To better constrain pre-summer soil carbon fluxes, Raz-Yaseef and her colleagues, in 2012, built a 4-meter-tall gas flux measurement tower near Barrow, Alaska, as part of the U.S. Department of Energy’s (DOE) Next Generation Ecosystem Experiment project. In May 2014, the tower detected three releases of carbon dioxide and methane, the longest lasting five days, during the first thaw of the year. The carbon dioxide flux in those releases equated to 46 percent of the net carbon dioxide that is absorbed by Arctic carbon sinks in the summer months, while the methane emissions added 6 percent to known summer fluxes.

“At first we didn’t know if the fluxes were real or a measurement error, but when we compared the data to [measurements from] another flux tower [built in 2011 by DOE] located 4 kilometers away from ours, that location also recorded the same fluxes during the same time periods,” Raz-Yaseef says. Although the thaw occurred in May, conditions in Barrow at the time are not what are typically thought of as springlike, she says: “There’s no green yet, nothing growing. It’s still very early and very snowy.”

The team extracted cores of frozen soil from the study site and thawed them in the lab to determine where the carbon dioxide and methane pulses were originating. “We thawed them just as they would have thawed in the field: from the top down.” When the thawing hit a layer of organic-rich material, the researchers detected an emission of methane and carbon dioxide.
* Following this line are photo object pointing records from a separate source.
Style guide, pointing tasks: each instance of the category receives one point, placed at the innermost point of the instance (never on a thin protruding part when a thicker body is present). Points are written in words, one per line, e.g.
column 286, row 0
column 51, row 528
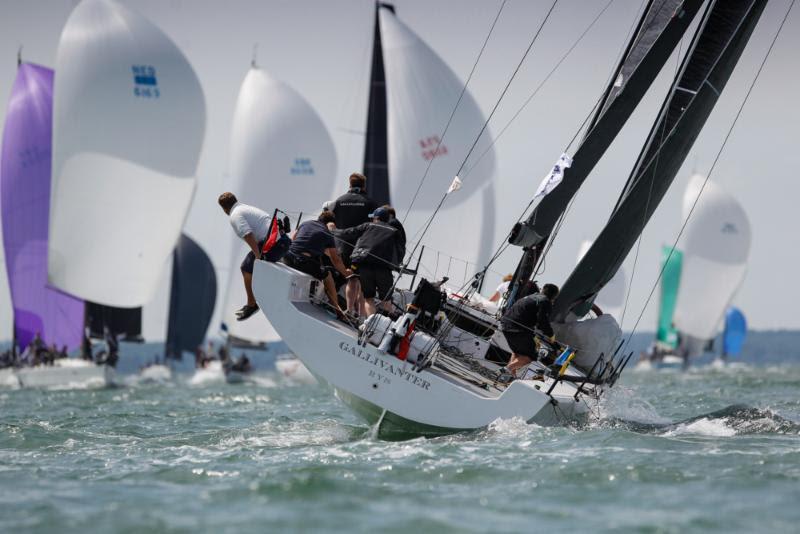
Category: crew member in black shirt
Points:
column 373, row 256
column 519, row 322
column 351, row 209
column 311, row 240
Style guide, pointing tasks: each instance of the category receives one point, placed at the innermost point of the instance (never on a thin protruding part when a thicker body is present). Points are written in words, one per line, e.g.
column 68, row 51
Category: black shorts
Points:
column 521, row 343
column 375, row 281
column 306, row 264
column 250, row 259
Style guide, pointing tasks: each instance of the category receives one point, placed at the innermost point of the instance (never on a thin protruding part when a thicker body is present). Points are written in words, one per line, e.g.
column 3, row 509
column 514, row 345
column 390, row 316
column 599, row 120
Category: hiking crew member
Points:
column 518, row 324
column 311, row 241
column 401, row 235
column 373, row 256
column 351, row 209
column 252, row 226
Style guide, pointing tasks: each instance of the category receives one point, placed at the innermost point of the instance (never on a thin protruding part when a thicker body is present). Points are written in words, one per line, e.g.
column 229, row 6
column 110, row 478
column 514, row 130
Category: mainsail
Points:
column 421, row 93
column 25, row 197
column 716, row 247
column 129, row 123
column 611, row 299
column 712, row 56
column 661, row 27
column 281, row 157
column 192, row 298
column 671, row 261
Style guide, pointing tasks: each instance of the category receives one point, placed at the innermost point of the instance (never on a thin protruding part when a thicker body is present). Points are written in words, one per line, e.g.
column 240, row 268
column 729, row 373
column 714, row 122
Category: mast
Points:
column 376, row 152
column 661, row 27
column 712, row 56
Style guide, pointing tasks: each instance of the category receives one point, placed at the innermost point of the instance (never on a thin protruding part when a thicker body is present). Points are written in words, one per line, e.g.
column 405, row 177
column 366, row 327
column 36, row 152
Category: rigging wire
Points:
column 539, row 87
column 708, row 175
column 430, row 219
column 455, row 108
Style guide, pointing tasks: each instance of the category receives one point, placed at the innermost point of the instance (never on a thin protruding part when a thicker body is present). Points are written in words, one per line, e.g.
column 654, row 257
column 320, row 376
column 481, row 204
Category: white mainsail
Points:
column 281, row 157
column 715, row 247
column 129, row 123
column 421, row 94
column 611, row 299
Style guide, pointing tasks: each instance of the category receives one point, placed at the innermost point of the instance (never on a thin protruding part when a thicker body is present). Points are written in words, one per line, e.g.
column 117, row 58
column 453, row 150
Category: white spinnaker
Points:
column 421, row 94
column 611, row 299
column 716, row 246
column 281, row 157
column 129, row 122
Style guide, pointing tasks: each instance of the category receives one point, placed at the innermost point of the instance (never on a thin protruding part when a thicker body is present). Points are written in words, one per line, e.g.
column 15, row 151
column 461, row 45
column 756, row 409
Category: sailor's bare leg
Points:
column 518, row 361
column 369, row 305
column 352, row 294
column 248, row 288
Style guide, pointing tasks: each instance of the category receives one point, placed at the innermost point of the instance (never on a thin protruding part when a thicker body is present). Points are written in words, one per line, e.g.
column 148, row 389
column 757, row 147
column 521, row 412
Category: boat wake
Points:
column 734, row 420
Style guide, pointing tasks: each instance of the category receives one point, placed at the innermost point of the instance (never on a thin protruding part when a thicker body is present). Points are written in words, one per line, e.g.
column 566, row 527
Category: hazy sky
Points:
column 322, row 49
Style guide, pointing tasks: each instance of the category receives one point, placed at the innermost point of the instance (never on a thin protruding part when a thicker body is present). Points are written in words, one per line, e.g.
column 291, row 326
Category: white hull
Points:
column 155, row 374
column 293, row 369
column 382, row 388
column 71, row 373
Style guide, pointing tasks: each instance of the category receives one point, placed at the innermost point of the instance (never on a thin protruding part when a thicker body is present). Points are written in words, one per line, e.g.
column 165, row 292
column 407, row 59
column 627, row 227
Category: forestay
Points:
column 422, row 92
column 25, row 195
column 129, row 122
column 282, row 156
column 716, row 246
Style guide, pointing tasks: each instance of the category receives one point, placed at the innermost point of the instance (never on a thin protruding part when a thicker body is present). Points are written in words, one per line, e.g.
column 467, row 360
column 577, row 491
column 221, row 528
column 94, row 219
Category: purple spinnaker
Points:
column 25, row 200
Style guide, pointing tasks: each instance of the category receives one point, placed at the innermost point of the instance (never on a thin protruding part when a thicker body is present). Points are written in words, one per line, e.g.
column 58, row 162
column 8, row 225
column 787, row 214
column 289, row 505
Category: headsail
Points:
column 716, row 247
column 714, row 52
column 671, row 261
column 281, row 157
column 25, row 196
column 192, row 298
column 129, row 123
column 422, row 92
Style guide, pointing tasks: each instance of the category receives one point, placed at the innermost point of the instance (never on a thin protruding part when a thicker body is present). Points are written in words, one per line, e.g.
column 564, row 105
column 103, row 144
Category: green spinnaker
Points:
column 671, row 262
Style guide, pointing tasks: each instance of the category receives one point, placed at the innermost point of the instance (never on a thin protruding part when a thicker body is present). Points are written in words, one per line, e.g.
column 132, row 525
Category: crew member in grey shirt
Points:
column 251, row 225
The gases released had formed late the preceding fall, the team noted, when freezing of the soil from the top down and the bottom up created a sandwich of active microbial activity trapped in the soil. “For about a month, microbial activity is still taking place in this layer, producing carbon dioxide and methane, which is trapped by the surface ice. The gases remain trapped through the winter and then are released in the spring,” Raz-Yaseef says. The team also took CT scans of the soil cores, revealing networks of channels that could serve as storage pockets for the trapped gases.

This work is “part of a growing body of evidence [suggesting] that important events take place in the Arctic during the winter months,” says Ted Schuur, a polar ecologist at Northern Arizona University who was not involved in the new study.

Raz-Yaseef and her colleagues plan to have their towers in place in early May again this year to detect spring gas pulses, although they note that the emissions do not occur every year — pulses were not detected in 2013 or 2016 (and in 2015 the equipment malfunctioned). “The emissions seem more likely to occur when there are rain-on-snow events in early spring,” she says. “This triggers a freeze and thaw cycle that produces cracks in the frozen soil, through which the gases are emitted.”

How regionally variable such releases might be, and how they might affect the overall carbon balance in the Arctic, are unclear, Raz-Yaseef says. The Arctic is thought to be an overall carbon sink, storing more carbon than it emits on an annual basis. “Given our findings,” she says, “the Arctic may be a smaller carbon sink than previously thought, since the summer uptake of carbon by vegetation is [partially] offset by these spring emissions.”